Generators are a type of iterator. Your example1 class is returning a generator because you used yield in the __iter__; it is a separate iterator object, returned from __iter__. This makes your example1 class iterable, not an iterator itself.
In your second example your class __iter__ returns self. It is not just iterable, it is its own iterator. Because it is returning self, there is no separate object here.
Python makes an explicit distinction between iterable and iterator. An iterable can potentially be iterated over. An iterator does the actual work when iterating. By using iter() you ask Python to produce an iterator for a given iterable.

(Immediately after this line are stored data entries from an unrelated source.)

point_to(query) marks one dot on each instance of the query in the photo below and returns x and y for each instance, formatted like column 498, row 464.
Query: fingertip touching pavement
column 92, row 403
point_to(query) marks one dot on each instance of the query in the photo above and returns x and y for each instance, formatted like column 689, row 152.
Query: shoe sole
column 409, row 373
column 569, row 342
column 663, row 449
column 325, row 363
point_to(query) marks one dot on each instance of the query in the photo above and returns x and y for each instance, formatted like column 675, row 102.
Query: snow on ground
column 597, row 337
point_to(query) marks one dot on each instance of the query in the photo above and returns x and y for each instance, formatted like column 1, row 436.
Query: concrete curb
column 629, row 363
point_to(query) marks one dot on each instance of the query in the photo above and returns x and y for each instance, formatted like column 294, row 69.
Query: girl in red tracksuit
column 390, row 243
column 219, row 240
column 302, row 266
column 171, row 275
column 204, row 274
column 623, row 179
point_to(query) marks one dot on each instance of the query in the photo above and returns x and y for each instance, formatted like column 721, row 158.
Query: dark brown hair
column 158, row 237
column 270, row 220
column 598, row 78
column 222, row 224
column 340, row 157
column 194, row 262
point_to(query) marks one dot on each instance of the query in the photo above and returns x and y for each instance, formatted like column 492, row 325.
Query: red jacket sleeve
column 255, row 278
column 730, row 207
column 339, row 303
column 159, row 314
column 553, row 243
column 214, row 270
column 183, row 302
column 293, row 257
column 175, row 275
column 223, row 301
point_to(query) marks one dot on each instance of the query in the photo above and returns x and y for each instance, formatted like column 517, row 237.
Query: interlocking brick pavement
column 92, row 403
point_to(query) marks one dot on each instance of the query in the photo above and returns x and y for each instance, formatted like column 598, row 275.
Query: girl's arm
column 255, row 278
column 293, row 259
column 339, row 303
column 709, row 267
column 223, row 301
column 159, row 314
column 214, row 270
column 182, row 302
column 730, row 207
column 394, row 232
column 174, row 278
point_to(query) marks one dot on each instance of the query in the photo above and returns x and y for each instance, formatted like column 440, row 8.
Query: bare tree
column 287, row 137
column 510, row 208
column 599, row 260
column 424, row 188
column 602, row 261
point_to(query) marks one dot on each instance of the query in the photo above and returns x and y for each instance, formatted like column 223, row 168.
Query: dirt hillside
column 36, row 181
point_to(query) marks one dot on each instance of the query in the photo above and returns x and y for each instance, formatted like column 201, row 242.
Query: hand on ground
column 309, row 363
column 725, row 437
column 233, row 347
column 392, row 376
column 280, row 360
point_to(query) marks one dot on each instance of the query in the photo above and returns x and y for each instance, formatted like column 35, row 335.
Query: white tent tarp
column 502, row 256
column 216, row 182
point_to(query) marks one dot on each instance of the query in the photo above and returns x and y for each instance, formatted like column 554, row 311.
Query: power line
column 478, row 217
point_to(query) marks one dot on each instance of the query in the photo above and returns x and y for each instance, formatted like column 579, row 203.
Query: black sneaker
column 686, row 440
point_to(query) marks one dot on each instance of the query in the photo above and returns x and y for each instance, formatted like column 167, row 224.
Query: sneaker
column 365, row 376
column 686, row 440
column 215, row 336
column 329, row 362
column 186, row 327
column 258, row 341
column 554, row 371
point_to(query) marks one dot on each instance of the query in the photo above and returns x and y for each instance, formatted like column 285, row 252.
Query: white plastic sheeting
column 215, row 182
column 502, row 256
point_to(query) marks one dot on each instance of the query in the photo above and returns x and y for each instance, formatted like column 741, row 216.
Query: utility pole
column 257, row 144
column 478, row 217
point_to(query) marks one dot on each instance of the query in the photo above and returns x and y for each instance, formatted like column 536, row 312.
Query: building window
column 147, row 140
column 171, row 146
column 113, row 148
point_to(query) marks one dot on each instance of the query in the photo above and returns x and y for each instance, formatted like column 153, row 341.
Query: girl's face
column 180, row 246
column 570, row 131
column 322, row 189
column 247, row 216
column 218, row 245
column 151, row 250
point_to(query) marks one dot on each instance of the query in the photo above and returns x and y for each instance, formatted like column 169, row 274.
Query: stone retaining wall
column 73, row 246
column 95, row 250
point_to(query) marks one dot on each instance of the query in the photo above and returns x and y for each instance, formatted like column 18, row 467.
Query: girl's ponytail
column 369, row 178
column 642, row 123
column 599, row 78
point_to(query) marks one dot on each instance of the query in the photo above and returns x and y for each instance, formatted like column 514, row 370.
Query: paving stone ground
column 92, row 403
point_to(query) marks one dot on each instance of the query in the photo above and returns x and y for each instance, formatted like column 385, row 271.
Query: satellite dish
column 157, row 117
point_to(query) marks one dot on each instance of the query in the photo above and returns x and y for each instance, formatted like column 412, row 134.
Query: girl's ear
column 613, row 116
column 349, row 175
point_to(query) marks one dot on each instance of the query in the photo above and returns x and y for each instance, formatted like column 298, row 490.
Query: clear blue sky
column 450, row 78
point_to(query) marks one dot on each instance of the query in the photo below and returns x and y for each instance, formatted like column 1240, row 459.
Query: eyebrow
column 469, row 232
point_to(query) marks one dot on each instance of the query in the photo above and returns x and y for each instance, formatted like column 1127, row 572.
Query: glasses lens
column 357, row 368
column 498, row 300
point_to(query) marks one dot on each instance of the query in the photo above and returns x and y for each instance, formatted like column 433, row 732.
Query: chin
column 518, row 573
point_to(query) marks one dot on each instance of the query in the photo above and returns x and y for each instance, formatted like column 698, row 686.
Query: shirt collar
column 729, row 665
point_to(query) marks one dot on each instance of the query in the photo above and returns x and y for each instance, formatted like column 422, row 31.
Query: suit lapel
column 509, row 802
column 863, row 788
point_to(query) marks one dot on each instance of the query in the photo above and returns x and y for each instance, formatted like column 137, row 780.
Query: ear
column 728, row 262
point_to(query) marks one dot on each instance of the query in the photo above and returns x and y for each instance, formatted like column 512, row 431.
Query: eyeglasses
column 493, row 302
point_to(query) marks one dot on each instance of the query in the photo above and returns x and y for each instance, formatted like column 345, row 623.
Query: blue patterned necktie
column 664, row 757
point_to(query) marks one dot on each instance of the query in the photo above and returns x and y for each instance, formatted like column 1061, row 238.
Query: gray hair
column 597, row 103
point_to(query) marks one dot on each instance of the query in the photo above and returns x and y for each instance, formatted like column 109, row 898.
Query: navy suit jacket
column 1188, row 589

This is why iter(stringobject) returns a new object; you have produced an iterator from the iterable string.
You need this distinction because the process of iterating requires something that keeps state; namely where in the process are we now. An iterator is the object that keeps track of that, so that each time you call the .next() method on the iterator, you get the next value, or StopIteration is raised if there is no next value to produce anymore.
So in your example, the string and example1 are both just iterable, and calling iter() on them produced a new separate iterator.

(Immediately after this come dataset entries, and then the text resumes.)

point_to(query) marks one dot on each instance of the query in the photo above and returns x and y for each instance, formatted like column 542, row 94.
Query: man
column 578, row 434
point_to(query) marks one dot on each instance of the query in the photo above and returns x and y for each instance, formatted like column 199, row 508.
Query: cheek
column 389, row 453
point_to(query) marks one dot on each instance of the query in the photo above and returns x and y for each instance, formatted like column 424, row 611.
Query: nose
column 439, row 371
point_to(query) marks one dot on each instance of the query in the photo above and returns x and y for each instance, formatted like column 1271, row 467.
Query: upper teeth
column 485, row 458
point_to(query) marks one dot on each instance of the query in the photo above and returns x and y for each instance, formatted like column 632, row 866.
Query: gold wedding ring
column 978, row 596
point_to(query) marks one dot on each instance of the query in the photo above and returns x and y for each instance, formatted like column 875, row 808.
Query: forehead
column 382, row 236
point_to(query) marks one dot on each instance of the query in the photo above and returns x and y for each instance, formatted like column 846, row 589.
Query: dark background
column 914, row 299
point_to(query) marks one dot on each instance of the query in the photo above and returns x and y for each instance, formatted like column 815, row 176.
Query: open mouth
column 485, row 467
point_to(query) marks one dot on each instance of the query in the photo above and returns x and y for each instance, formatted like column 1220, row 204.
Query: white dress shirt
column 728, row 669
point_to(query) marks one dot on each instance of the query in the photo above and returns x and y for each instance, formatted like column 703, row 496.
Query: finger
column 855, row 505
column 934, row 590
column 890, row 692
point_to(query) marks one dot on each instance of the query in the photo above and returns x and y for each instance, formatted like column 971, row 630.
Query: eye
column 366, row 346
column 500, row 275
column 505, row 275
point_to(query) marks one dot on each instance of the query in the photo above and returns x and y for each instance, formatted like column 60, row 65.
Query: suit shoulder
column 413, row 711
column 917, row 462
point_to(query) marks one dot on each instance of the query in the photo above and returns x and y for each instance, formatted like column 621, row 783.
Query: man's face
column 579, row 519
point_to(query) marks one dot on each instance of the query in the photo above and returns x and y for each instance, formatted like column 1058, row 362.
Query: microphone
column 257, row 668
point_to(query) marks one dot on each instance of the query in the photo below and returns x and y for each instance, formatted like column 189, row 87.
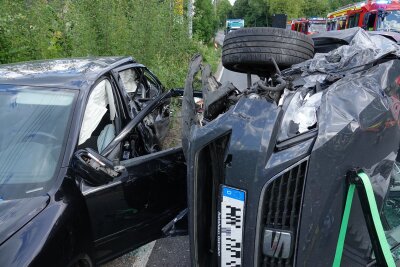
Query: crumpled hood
column 14, row 214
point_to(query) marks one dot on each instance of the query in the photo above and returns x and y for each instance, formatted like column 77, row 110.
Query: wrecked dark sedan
column 83, row 176
column 301, row 168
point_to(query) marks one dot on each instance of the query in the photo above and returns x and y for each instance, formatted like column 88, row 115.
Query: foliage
column 224, row 11
column 204, row 20
column 150, row 30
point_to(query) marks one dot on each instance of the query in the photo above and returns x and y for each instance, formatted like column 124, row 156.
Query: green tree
column 204, row 20
column 224, row 11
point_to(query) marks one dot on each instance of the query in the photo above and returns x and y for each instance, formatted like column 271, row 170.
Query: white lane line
column 143, row 255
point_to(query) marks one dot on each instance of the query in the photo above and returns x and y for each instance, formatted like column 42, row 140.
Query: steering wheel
column 41, row 137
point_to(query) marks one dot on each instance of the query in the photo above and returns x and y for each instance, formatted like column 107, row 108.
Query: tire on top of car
column 249, row 50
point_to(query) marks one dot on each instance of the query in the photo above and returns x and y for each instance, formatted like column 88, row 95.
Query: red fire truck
column 372, row 15
column 309, row 25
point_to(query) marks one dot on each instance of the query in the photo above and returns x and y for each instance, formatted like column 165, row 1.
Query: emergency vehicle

However, your example2 is it's own iterator. Calling iter() on it does not produce a separate object. You cannot create separate iterators from something that already is an iterator.
If you want to produce a new independent iterator for your example2 class, you need to return a distinct, separate object from __iter__:
class ExampleIterator(object):
def __init__(self, source):
self.source = source
self.position = len(source)
def __iter__(self):
return self
def next(self):
if self.position <= 0:
raise StopIteration
self.position -= 1
return self.source[self.position]
class Example2():
def __init__(self, word):
self.word = word
def __iter__(self):
return ExampleIterator(self)
Here Example2 is just a iterable again, not an iterator. The __iter__ method returns a new, distinct ExampleIterator() instance, and it is responsible for keeping track of the iteration state.

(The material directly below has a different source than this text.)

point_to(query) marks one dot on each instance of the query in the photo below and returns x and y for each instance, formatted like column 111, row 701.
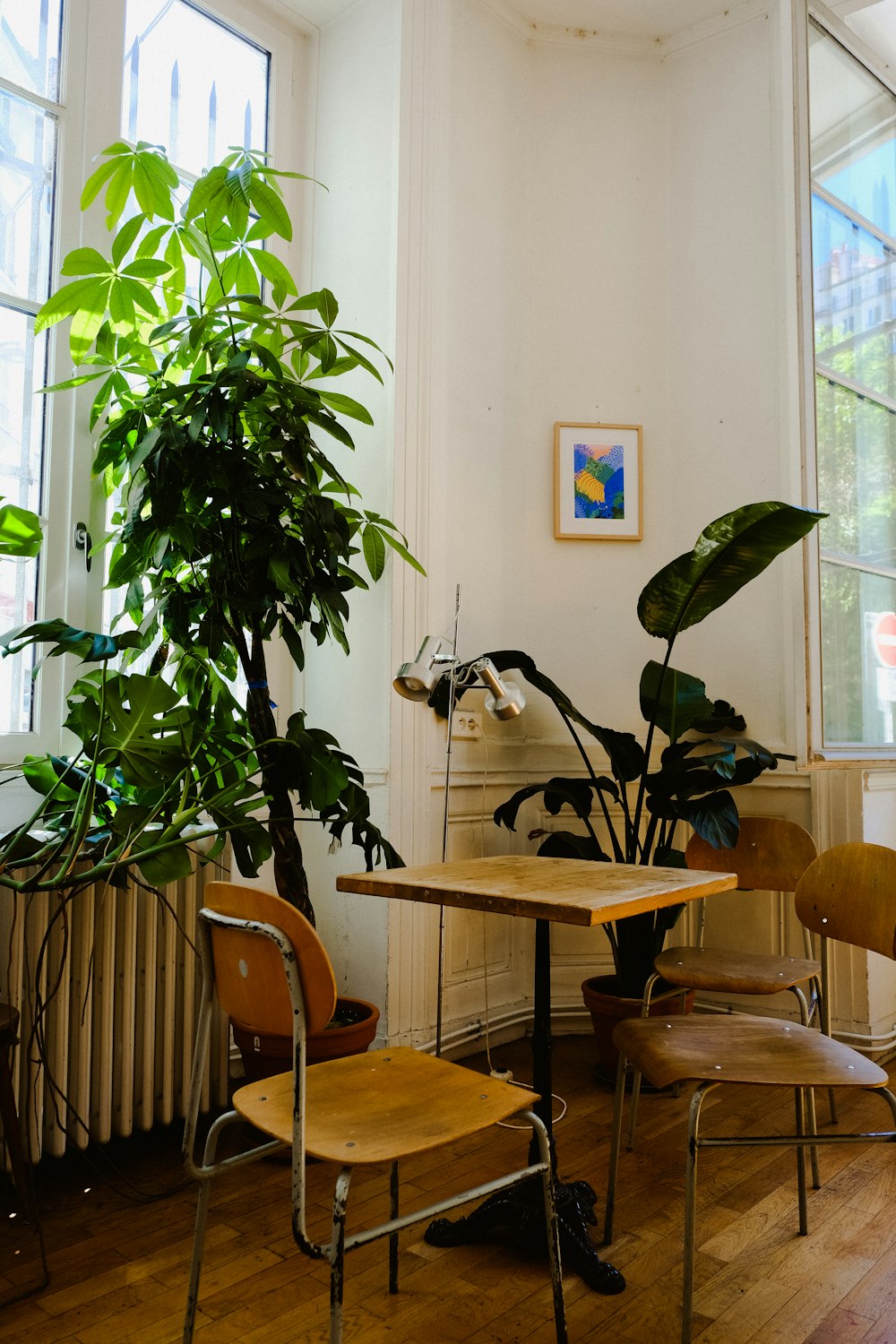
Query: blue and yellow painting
column 598, row 480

I think you don't have a problem, you just don't understand what happens here.
In general, iter(object) returns an iterator for this iterable object.
This is obtained either via calling __iter__() or, if that doesn't exist, by providing a wrapper object which calls __getitem__() until it is exhausted (raises IndexError).
The object returned by __iter__() can either be the iterable itself (like in your 2nd example) or something else. Especially, it can be a generator object if you make __iter__() a generator function as you do in your 1st example.
The iteration itself happens with the iterator object and its next() resp. __next__() method.